Using ELISA, we could detect a decreased amount of C1q in the patient compared to the control samples (Figure 3A). We used western blot to examine the molecular structure of C1q in the patient serum. In reducing conditions, all the three chains of the correct size are detected. However, using non-reducing conditions, the dimers of C1q (2 × A–B and 1 × C–C) show an abnormal pattern. Using non-reducing/non-denaturing conditions, we were able to detect high-molecular weight C1q in the healthy control, but not in the patient, suggesting that the C1q of the patient is of a LMW species (Figure 3B). With the usage of gel filtration the serum samples of the healthy donor and the patient were fractionated on size and with a BCA, the amount of protein was analyzed. While the protein profiles of both gel filtrations are similar, the location of C1q in the elution profiles is clearly different (Figures 3C,D). Please note that since the serum of the patient was very low in C1q concentration, we had to use different dilutions for the patient and the control in the ELISA to detect the presence of C1q in the fractions. These size-exclusion chromatography data confirm the LMW nature of C1q in the serum of the patient.

To further examine the production of C1q by the cells of the patient by Western Blot, we stimulated PBMCs of the patient and the control with DXM and IFN-γ to upregulate the C1q production. Compared to the serum, we loaded the same amount of lysate and supernatant to the lanes. In reducing conditions, we see all the three C1q chains in the lysate of the PBMCs (Figure 4A). The dimers of C1q can also be detected in the lysates of the PBMCs from the patient. However, in non-reducing and non-denaturing conditions, the dimers of C1q are detected, while additional bands are seen in the PBMCs of the patients, which may indicate the presence of intracellular LMW-C1q (Figure 4B).

To examine the composition of secreted C1q, the supernatant of the PBMCs was analyzed using western blot. The three chains of C1q were detected in the control supernatant as well as in the patient supernatant in reducing conditions. Surprisingly, the amount of C1q seems comparable between the patient and the control (Figure 4C). In non-reducing, non-denaturing conditions, the high molecular size of C1q (460 kDa) is detected only in a very low concentration compared to the supernatant of the healthy control (Figure 4D).
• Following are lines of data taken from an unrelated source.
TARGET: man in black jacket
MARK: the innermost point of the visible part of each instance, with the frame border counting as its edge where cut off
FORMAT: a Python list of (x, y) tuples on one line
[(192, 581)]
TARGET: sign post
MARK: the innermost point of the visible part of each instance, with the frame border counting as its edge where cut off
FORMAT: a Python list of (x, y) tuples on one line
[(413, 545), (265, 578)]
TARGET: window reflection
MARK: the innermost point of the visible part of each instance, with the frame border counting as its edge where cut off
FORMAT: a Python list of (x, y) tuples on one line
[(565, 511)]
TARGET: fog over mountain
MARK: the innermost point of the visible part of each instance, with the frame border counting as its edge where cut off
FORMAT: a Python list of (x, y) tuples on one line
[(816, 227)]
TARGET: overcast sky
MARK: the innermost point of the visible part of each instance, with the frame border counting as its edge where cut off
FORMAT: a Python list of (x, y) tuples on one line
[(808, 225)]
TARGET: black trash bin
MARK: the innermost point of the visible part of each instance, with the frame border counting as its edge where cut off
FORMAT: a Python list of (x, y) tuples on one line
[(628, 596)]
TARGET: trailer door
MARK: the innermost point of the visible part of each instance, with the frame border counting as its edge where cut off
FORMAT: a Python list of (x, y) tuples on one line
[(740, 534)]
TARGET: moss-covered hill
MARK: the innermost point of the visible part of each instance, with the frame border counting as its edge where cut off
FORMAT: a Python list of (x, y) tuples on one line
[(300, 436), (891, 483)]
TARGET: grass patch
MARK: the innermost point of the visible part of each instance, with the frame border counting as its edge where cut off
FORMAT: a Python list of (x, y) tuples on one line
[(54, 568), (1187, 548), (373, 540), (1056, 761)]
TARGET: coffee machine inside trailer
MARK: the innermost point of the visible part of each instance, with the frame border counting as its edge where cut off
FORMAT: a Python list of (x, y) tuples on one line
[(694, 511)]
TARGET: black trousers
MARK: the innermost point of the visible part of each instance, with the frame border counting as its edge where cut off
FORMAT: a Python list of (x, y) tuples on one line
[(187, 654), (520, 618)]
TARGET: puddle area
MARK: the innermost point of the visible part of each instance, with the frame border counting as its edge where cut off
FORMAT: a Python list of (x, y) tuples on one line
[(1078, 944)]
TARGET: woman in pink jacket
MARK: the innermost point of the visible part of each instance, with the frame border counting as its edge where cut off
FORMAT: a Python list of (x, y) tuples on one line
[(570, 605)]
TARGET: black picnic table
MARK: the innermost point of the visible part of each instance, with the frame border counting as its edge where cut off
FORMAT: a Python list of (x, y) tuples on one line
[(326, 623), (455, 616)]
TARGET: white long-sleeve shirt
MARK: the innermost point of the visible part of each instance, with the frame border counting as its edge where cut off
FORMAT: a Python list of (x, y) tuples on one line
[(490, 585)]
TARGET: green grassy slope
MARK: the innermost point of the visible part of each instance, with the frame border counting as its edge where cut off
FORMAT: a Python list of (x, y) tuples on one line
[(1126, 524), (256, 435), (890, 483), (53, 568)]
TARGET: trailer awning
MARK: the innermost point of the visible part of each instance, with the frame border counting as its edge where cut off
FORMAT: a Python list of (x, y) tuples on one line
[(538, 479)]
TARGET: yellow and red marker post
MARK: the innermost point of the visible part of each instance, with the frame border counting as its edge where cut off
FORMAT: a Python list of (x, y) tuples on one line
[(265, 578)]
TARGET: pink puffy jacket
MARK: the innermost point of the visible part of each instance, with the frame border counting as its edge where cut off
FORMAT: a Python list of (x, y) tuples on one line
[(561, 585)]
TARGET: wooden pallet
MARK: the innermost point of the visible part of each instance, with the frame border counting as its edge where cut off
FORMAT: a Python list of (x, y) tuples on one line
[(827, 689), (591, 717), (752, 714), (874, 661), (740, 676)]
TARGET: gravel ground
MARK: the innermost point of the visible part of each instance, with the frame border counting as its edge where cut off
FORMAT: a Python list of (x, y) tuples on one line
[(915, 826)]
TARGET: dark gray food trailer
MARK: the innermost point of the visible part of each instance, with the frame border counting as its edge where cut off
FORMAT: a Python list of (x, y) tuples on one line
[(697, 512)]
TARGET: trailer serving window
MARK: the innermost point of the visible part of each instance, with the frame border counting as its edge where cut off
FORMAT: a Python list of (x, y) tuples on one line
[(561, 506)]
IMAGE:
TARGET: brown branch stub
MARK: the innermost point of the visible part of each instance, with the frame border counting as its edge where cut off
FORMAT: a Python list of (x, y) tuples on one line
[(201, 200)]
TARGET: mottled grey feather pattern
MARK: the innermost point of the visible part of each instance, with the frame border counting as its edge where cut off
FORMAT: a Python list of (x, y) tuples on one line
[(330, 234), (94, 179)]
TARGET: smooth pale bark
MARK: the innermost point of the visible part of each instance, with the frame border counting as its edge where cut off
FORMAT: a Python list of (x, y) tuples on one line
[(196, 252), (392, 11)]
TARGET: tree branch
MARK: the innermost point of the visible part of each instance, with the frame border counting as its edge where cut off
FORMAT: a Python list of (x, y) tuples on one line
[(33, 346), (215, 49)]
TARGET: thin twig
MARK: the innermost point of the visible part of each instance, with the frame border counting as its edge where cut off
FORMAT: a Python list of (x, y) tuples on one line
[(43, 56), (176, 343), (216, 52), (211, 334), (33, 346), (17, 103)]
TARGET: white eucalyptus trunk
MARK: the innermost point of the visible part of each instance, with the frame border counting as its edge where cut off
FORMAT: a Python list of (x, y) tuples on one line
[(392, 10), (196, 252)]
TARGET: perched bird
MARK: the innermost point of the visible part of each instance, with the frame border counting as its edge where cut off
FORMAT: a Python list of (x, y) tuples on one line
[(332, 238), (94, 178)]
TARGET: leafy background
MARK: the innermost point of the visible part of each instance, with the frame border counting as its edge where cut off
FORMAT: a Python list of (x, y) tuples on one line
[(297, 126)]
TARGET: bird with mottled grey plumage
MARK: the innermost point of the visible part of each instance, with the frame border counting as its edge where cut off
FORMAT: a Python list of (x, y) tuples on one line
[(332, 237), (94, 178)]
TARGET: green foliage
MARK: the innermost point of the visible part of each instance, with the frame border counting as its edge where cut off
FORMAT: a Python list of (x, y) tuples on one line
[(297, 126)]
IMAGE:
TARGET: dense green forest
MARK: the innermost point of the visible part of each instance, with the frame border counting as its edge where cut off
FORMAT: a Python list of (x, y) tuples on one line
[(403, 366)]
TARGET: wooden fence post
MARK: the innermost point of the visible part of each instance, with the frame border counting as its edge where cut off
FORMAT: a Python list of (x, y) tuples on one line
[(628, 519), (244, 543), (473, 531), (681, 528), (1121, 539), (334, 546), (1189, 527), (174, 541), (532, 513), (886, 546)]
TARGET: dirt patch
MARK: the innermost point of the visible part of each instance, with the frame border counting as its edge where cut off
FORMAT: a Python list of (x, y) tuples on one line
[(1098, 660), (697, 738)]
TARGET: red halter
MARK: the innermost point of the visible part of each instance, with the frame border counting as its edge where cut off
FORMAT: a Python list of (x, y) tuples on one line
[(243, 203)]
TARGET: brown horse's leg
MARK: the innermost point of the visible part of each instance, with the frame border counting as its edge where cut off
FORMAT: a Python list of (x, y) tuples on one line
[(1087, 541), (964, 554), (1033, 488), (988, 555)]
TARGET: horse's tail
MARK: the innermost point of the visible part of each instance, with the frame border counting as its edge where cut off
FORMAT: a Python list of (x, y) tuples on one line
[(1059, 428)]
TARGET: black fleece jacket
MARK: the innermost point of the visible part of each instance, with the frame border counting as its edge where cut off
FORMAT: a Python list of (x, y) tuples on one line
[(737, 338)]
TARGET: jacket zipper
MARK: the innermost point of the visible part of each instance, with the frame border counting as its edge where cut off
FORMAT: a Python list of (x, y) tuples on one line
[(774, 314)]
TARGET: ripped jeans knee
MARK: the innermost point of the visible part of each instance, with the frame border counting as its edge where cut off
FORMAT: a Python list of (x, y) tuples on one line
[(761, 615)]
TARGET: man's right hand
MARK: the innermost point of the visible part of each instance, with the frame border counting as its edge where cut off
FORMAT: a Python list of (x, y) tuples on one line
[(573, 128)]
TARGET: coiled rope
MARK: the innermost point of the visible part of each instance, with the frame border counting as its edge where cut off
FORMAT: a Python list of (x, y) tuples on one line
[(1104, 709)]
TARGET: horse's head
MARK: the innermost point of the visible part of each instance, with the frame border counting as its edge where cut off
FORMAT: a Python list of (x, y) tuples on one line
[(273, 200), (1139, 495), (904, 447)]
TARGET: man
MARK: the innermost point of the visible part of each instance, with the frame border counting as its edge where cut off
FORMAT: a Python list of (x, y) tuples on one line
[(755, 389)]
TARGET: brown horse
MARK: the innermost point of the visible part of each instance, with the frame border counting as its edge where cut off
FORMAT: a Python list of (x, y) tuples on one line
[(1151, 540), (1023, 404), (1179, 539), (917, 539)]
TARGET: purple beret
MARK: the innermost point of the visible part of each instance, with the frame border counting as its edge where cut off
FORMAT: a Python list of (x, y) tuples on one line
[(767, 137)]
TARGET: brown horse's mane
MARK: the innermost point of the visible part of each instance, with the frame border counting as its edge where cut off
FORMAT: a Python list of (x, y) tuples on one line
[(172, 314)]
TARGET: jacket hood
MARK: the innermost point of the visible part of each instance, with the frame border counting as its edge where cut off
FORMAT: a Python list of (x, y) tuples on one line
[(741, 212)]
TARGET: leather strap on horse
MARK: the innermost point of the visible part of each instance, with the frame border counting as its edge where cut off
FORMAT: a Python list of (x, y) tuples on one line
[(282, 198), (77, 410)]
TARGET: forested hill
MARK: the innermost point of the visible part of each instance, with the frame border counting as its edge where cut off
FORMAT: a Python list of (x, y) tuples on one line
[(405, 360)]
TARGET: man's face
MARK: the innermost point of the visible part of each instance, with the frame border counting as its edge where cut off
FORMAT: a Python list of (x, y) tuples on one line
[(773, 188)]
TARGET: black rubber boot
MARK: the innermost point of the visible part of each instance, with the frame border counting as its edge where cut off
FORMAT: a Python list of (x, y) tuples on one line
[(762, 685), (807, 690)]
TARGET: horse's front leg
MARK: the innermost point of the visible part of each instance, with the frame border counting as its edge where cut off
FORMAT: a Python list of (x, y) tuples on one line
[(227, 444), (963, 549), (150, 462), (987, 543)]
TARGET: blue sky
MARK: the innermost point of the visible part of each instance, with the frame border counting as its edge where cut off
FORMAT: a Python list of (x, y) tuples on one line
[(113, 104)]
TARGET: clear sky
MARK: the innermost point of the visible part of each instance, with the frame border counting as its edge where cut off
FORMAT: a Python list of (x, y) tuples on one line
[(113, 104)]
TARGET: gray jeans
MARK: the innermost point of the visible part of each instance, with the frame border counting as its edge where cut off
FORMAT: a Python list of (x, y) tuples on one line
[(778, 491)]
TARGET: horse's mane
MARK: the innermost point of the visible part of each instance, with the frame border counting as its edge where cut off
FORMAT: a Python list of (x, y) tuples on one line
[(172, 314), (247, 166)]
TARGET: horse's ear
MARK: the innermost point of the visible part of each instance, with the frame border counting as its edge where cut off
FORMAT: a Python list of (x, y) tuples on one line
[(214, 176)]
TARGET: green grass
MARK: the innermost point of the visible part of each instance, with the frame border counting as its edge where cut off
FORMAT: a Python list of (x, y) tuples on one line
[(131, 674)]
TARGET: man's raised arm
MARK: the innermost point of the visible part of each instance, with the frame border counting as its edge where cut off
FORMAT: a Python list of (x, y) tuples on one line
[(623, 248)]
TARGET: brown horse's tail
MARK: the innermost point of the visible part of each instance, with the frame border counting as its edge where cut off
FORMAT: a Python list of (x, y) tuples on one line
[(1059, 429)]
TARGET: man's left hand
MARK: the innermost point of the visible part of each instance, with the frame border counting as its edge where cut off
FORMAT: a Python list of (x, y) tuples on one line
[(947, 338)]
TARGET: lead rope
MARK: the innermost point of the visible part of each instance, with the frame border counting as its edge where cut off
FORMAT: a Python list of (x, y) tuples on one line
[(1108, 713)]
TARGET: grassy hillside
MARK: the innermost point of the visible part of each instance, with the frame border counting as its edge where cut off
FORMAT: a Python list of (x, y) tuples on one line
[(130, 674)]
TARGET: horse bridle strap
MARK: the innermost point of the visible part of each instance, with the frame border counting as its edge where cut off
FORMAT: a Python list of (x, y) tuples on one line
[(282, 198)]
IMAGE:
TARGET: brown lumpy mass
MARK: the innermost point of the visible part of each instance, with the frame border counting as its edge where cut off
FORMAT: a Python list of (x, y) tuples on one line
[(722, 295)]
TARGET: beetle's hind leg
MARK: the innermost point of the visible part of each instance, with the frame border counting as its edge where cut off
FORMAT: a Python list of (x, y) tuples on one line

We performed an extensive electronic literature search from 1980 to 2016 using online databases (PubMed, Embase, and Medline). We found 15 C1q-deficient patients with NP-SLE. All these patients presented at least one major central nervous system (CNS) manifestation. Clinical and neuroimaging characteristics of these patients are summarized in Table S1 in Supplementary Material. Among all C1q-deficient patients with NP-SLE described so far in the literature, seizures was the most frequent NP symptom presented (10 patients; 67%) (6, 13–20). Furthermore, five patients (33%) presented with a series of severe non-specific NP symptoms characterized by encephalopathy and difficulties to walk associated with cerebral infarcts and thought to be related with a cerebral vasculitis (5, 13, 19–21). Transverse myelitis (6, 22) and psychosis (14, 22) were also present in two patients (13%). Neuroimaging of the brain showed as more frequent finding affection of basal ganglia (calcification or ischemic lesions) in 40% of the cases (16, 17, 19–21, 23) followed by cerebral vasculitis (27%) (13, 15, 20, 21) and brain atrophy (20%) (6, 17, 24).